After spending a day in the community, sometimes it just clicks. “You say to yourself, ‘These folks really get it.’ They’re not just giving you lip service,” Mr. Spano said.
Evaluating private financing
Often the determination to lease or buy comes down to cash flow management and the ability to run a business, according to Matt Carlisle, corporate account executive, United Leasing, Inc., Evansville, IN. “If you have a big contract, leasing can be an additional source of financing for equipment and vehicles needed to meet your customers’ demands,” he said. “If your business slows, leasing helps preserve your cash and bank lines. Having cash on hand can help your company overcome the sudden downturn in business.”
In addition to preserving capital, a lease can be structured to stretch payments over time, or even reduce payments during those periods when business is slow. That’s especially critical for seasonal operations such as frozen pie and dessert manufacturers that see revenue blossom near the end-of-the-year holiday season and slump afterward.

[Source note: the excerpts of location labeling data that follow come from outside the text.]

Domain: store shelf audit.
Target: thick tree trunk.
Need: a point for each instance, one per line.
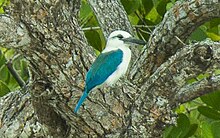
(49, 36)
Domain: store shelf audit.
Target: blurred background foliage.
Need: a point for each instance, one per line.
(197, 118)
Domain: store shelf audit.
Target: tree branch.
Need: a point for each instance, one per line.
(12, 34)
(111, 16)
(168, 85)
(180, 21)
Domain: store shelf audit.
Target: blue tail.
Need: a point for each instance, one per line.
(81, 100)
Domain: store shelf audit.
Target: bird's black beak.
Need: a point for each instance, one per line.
(132, 40)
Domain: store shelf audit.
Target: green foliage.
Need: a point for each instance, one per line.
(7, 81)
(198, 118)
(183, 129)
(3, 3)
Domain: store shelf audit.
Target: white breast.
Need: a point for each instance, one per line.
(122, 68)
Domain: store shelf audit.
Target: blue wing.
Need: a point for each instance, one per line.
(104, 65)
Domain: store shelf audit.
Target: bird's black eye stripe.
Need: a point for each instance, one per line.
(120, 36)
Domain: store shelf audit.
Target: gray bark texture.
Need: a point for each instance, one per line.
(49, 36)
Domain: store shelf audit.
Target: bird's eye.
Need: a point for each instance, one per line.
(120, 36)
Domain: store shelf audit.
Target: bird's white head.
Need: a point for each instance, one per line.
(122, 38)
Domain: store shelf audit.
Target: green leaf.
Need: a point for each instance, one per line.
(205, 128)
(2, 59)
(148, 5)
(192, 130)
(212, 100)
(130, 5)
(161, 7)
(169, 6)
(85, 10)
(182, 129)
(94, 39)
(209, 112)
(198, 35)
(153, 16)
(3, 89)
(167, 132)
(215, 128)
(4, 74)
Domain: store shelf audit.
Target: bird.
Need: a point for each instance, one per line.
(111, 64)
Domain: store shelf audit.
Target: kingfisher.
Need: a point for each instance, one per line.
(111, 64)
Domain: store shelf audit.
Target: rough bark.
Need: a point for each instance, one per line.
(48, 35)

Typically, leases run from 18 to 84 months — many with an option to buy at the end of the term, Mr. Carlisle explained. Down payments are generally less for leasing — often just one month’s payment versus 20% or more for a conventional bank loan. “By not having a big payment upfront, it allows you to invest in other parts of your business that are more profitable,” he said.
Many leases come with a purchase option to buy the equipment when the term expires. “By paying over term, that new piece of equipment — whether it’s a new oven or a vehicle — is generating income for you,” he said.
United Leasing works with companies like BakeRite Systems, a Richmond, KY-based supplier of baking equipment. The finance company, which buys the equipment, then leases it to the bakery, makes money on interest and other fees. For the equipment vendor, leasing can facilitate sales to baking and snack businesses. “Unless [the vendor] provides a warranty or guarantee on the equipment, there isn’t any risk for them,” Mr. Carlisle explained. “Our obligation is between us and their customer.”
In today’s economy, a company needs to know how money talks — whether it’s coming from public or private institutions. Reducing overhead and preserving capital can allow companies to grow their businesses in good times or save that cash for a rainy day. Or as
Mr. Carlisle noted, “The objective is being able to weather the storm of a downturn and having the ability to take advantage of new opportunities when they present themselves.”